According to FCCdata the translator only covered the northwest part of the market with "60db". There are a bunch of FM signals that have paper "60db's" that cover most if not all of the market. It is relatively flat pit there so one can assume the FM signals drawn on paper are like that in real life. The only possible saving of this facility would be if an AM station near that doesn't have a FM translator could move the 1700 signal and translator to. But I doubt the FCC would let you move an AM 60+ miles. And I really doubt it would be financially viable.

Was this station part of a cluster that Cumulus bought? I can't think of anyone that would buy a really really high band AM this century unless it had a translator that could go farther than the 25 mile rule and the ground conductivity of the AM signal let you go farther.
 
I'm glad I was able to put them in the logbook here. KBGG got out really well at night and was often heard when eastern conditions were ripe (stronger than KCNZ or KCJJ). Sometimes they were slightly weaker than KXEL (and KXEL can have a monster signal here at night).
 
Was this station part of a cluster that Cumulus bought? I can't think of anyone that would buy a really really high band AM this century unless it had a translator that could go farther than the 25 mile rule and the ground conductivity of the AM signal let you go farther.
It was part of one of the many former Citadel clusters that Cumulus got almost 15 years ago. And was an expanded band station that replaced a former AM in KKSO, which was on 1390, back in ‘98.
 
It was part of one of the many former Citadel clusters that Cumulus got almost 15 years ago. And was an expanded band station that replaced a former AM in KKSO, which was on 1390, back in ‘98.
Originally KCBC, one of a set of AM stations established in Des Moines in the last half of the 1940s...the others were KWKY and KIOA...and never particularly successful.
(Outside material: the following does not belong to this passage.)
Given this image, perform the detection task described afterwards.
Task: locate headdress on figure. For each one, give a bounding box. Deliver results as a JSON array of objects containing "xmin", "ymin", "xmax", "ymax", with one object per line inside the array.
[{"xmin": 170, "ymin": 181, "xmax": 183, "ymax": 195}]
Reputedly, it had a difficult directional pattern (same pattern day and night), which was why it got an expanded-band allocation. The 1975 NRC pattern book (at worldradiohistory.com) shows a pattern with four nulls with the main lobe pointing west and a secondary lobe to the north-northeast, along two other minor lobes.

I don't recall ever hearing the station (at 1390)...the local station where I lived in Iowa was on 1400.